Monday, September 7, 2009

Labor Day Must-Read: Michael Luo's Wrenching Page-One Account Of Millions Unemployed And Hopeless In America.

Once upon a time, a great newspaper called The Wall Street Journal (not to be confused with the product currently on sale at your local newsstand) regularly published what it called "Column One" stories -- pieces that put social, political and economic trends into human terms. With a combination of global reporting and multiple short profiles, the WSJ gave its readers a uniquely human dimension to a changing American society.

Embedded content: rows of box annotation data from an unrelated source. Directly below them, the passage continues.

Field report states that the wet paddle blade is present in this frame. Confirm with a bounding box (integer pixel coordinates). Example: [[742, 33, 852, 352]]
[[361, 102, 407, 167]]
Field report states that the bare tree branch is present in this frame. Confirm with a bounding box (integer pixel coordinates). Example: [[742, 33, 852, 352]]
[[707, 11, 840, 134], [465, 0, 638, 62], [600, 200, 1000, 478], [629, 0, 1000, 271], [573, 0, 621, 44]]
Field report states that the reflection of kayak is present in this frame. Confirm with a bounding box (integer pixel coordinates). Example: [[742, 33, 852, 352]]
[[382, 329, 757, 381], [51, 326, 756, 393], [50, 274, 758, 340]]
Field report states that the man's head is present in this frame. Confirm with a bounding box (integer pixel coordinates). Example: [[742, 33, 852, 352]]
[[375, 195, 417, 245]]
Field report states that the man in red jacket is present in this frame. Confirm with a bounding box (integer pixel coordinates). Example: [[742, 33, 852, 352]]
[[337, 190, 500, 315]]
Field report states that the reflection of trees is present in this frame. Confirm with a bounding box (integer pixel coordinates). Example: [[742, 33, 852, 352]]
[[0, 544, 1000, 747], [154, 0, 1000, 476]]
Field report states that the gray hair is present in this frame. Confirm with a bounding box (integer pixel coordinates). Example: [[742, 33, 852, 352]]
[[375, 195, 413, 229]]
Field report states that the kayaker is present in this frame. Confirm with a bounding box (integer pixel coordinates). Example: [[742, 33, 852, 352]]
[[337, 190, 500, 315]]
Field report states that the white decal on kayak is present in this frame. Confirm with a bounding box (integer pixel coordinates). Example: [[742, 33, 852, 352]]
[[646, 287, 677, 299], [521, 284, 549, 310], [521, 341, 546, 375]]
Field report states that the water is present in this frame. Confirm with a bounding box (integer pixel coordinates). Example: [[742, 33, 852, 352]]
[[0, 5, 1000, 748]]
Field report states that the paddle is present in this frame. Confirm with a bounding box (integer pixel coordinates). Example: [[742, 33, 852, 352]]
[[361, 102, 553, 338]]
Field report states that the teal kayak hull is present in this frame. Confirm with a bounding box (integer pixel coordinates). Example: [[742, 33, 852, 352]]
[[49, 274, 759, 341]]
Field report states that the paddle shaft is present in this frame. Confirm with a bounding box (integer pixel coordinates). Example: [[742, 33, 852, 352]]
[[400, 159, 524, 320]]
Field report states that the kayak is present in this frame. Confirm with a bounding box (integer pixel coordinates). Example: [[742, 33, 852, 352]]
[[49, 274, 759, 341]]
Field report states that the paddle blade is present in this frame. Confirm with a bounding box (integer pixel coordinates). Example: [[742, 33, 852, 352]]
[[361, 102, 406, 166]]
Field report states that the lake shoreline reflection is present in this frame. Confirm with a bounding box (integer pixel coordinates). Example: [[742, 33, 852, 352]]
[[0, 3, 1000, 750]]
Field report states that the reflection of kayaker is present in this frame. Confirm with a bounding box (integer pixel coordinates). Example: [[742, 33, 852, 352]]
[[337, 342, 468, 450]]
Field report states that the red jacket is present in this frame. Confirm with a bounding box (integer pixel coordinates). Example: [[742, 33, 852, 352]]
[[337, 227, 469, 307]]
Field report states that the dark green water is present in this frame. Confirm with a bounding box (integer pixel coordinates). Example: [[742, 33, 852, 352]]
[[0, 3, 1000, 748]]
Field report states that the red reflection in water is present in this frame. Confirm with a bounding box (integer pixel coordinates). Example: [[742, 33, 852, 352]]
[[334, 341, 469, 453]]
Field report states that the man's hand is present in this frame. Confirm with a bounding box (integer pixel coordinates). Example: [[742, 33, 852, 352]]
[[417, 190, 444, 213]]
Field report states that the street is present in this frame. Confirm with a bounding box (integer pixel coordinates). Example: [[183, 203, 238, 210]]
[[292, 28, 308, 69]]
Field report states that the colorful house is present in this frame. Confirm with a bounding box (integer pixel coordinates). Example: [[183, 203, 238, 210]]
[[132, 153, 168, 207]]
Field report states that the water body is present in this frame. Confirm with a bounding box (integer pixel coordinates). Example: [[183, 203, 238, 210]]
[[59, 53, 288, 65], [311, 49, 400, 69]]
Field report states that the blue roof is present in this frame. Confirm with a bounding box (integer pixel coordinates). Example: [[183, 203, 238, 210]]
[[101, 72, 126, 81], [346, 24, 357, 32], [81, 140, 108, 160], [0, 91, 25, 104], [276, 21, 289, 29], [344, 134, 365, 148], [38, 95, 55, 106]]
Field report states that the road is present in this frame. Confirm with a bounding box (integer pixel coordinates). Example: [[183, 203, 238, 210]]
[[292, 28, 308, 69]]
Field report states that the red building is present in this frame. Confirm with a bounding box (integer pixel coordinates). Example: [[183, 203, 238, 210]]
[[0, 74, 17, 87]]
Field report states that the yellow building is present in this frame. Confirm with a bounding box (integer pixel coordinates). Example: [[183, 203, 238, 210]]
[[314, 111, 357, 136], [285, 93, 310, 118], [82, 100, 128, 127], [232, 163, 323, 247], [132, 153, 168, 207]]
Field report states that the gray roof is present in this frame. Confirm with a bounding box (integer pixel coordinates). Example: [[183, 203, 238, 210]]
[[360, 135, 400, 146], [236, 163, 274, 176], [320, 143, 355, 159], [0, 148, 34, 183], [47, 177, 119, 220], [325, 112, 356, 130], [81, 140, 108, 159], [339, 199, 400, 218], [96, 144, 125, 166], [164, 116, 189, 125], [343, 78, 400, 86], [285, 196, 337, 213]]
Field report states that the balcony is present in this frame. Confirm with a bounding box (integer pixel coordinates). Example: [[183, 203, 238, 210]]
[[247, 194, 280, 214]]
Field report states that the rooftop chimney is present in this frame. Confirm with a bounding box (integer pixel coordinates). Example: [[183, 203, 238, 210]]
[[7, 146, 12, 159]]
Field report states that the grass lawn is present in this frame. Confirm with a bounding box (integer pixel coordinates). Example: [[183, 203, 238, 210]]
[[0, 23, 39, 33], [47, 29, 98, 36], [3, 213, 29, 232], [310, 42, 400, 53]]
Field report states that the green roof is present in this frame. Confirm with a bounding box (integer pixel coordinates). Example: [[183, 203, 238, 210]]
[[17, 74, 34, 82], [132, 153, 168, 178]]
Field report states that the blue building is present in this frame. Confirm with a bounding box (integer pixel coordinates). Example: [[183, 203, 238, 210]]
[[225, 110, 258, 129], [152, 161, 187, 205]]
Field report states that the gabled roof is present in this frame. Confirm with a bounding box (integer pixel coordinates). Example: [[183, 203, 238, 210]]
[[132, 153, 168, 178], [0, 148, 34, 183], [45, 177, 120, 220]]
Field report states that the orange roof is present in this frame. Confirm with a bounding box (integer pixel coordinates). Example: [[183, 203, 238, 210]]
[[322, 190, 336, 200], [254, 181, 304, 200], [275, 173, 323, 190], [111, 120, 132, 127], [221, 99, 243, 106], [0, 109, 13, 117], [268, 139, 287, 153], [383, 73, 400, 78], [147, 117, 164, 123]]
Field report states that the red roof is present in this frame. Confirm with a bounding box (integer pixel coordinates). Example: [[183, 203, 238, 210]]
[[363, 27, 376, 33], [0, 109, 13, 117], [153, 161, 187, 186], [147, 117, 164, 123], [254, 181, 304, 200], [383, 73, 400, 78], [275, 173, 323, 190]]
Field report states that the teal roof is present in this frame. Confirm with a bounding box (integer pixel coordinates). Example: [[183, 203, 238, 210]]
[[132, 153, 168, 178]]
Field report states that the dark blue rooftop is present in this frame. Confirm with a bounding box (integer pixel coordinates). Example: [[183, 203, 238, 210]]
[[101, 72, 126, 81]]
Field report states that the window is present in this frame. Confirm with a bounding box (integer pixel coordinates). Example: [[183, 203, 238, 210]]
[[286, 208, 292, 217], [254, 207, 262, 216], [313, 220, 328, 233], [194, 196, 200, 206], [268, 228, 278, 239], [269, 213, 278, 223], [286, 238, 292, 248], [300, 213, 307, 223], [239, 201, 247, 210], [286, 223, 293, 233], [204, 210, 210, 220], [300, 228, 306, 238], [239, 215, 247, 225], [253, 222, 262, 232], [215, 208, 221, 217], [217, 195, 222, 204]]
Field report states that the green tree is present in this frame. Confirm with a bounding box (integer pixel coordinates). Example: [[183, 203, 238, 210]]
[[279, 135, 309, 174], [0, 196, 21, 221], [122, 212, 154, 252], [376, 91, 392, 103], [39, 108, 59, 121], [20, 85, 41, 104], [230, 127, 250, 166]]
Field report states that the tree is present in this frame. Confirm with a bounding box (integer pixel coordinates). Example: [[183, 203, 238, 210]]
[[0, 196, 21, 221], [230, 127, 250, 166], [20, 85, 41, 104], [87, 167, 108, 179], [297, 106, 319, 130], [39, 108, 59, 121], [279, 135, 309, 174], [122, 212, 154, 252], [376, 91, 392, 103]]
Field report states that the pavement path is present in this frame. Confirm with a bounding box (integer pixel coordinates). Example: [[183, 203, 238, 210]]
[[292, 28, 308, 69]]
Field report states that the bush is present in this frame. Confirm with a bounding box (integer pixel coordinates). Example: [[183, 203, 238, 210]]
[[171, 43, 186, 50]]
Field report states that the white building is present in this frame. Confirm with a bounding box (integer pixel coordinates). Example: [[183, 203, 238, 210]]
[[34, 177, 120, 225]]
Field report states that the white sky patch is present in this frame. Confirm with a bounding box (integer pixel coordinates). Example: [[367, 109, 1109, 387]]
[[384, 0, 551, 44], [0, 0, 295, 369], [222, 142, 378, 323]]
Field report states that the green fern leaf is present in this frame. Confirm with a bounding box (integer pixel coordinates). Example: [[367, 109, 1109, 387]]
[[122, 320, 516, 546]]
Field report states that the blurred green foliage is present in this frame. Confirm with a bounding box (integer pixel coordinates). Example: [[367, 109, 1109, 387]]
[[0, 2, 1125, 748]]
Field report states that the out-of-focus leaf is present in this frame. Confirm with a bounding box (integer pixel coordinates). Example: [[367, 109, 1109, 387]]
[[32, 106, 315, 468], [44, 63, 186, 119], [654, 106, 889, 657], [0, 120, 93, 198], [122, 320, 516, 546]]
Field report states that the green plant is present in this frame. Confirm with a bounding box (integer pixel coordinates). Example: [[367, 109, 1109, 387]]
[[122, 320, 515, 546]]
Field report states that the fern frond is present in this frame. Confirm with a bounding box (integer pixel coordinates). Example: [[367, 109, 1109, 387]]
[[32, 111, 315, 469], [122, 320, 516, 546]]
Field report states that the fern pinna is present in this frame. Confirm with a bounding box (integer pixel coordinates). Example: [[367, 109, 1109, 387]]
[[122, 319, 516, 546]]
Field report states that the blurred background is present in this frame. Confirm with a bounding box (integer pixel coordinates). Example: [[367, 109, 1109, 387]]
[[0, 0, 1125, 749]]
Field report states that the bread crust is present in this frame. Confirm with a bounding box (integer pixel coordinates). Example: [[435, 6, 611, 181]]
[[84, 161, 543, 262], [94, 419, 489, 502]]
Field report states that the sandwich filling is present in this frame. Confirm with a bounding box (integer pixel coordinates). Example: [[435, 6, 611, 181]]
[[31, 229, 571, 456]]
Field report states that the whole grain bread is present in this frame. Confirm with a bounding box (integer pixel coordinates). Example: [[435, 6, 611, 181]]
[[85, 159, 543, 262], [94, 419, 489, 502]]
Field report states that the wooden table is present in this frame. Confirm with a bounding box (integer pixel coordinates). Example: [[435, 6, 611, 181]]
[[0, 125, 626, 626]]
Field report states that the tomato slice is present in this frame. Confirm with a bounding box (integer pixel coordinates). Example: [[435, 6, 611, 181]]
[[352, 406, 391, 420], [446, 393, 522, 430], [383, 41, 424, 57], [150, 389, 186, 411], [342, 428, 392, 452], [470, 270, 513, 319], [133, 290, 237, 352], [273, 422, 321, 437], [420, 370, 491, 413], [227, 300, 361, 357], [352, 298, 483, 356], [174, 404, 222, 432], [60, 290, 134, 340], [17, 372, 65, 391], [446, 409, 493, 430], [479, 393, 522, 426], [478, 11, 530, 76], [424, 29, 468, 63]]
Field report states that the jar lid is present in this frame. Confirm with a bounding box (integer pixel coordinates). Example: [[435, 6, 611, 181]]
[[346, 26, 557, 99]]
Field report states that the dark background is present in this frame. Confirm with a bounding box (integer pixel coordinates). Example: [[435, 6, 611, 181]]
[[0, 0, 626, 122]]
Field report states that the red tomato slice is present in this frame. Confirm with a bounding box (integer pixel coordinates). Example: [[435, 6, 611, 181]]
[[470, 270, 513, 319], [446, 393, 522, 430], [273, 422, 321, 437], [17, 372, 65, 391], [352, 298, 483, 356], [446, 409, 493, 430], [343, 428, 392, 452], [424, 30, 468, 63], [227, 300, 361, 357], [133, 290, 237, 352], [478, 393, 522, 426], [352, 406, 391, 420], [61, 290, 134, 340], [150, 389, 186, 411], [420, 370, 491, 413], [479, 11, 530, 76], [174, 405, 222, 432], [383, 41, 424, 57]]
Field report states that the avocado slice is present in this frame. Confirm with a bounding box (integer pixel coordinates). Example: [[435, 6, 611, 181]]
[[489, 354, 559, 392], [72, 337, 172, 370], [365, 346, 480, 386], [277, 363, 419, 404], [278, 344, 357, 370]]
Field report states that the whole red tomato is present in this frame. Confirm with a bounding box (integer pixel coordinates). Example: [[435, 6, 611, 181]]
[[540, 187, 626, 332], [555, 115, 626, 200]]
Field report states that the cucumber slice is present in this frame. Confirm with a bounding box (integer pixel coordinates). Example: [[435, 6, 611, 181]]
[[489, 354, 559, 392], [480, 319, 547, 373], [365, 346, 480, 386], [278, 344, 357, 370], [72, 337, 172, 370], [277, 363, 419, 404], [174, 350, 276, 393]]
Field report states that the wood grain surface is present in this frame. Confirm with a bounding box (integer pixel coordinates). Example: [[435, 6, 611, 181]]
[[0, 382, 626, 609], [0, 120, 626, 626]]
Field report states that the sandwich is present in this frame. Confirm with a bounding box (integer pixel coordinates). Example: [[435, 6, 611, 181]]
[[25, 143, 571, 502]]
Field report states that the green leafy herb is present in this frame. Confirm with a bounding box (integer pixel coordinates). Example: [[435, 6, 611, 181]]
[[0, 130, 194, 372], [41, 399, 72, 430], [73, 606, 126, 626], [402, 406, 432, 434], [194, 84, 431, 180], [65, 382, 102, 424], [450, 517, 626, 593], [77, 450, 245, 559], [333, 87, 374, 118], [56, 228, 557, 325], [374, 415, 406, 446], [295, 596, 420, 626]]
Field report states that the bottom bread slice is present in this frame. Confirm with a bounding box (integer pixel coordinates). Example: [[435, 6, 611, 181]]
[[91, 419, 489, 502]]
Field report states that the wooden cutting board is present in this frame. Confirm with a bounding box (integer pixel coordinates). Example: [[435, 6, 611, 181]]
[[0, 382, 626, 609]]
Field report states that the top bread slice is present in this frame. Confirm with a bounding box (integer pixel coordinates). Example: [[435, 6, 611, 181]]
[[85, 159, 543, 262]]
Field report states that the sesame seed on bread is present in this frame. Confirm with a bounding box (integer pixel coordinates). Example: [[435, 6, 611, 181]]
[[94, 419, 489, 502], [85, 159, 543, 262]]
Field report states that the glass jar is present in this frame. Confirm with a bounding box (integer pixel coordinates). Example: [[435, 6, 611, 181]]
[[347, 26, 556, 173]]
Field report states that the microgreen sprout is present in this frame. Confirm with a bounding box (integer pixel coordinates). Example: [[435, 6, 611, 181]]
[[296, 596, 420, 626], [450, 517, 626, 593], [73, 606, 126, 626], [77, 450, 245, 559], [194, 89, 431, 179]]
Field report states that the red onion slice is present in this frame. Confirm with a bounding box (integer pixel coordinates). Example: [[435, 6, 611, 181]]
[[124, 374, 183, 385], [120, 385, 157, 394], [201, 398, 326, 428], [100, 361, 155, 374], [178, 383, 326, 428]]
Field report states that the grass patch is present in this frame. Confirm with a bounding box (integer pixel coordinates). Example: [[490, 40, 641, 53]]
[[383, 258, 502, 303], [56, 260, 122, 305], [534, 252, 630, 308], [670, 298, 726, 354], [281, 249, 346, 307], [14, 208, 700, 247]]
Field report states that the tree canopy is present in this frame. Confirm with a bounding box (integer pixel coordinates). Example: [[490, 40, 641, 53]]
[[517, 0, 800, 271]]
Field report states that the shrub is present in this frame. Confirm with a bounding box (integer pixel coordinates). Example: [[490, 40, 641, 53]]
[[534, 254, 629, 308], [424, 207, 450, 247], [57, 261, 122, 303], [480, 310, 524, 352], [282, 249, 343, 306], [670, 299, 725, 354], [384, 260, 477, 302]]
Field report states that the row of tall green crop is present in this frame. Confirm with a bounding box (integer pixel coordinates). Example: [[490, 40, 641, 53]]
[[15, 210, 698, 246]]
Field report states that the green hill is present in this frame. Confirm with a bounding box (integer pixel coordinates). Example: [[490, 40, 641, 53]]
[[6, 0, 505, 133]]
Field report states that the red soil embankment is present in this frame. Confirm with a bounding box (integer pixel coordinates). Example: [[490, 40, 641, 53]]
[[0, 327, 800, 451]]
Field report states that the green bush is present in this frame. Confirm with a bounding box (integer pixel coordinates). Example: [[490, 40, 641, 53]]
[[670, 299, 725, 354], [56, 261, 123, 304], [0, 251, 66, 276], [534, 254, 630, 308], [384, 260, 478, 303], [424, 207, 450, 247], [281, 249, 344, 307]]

That WSJ is long gone, of course. Its tragically-altered front page now packages news stories and features in a conventional format and reduces stories to bare-bones accounts. The WSJ has all but abandoned its mission to offer unique human-interest journalism on important topics to an audience starved for it.

Today in the NYT, reporter Michael Luo revives the form in eloquent fashion with his look at a painful and growing phenomenon: Americans who have lost hope that they will ever work again. These are people not even counted in unemployment figures because they're not even actively looking for jobs.

To Luo's credit, he hasn't just done the basic talking-to-experts reporting. He has also traveled the country in search of real-life examples, and delivered four powerful portraits that tell his story better than any professor or number-cruncher. It's ground-level reporting we need more than ever right now, and it's to the NYT's credit that it still finances a form of journalism rapidly becoming obsolete.

Luo is a young, Harvard-educated national-desk reporter who joined the NYT in 2003. His beat is to cover the human impact of the current economic crisis. Even as news coverage constricts, Luo -- a star in the making -- should be allowed by his editors to roam the country and continue his exploration. We need his coverage, as an industry and as a nation, just as much as we require on-scene reporting of war zones or politicians.

Read Luo's story in the paper. It will remind you, among other things, that all the slide shows, podcasts and videos in the world don't substitute for the power of the written word.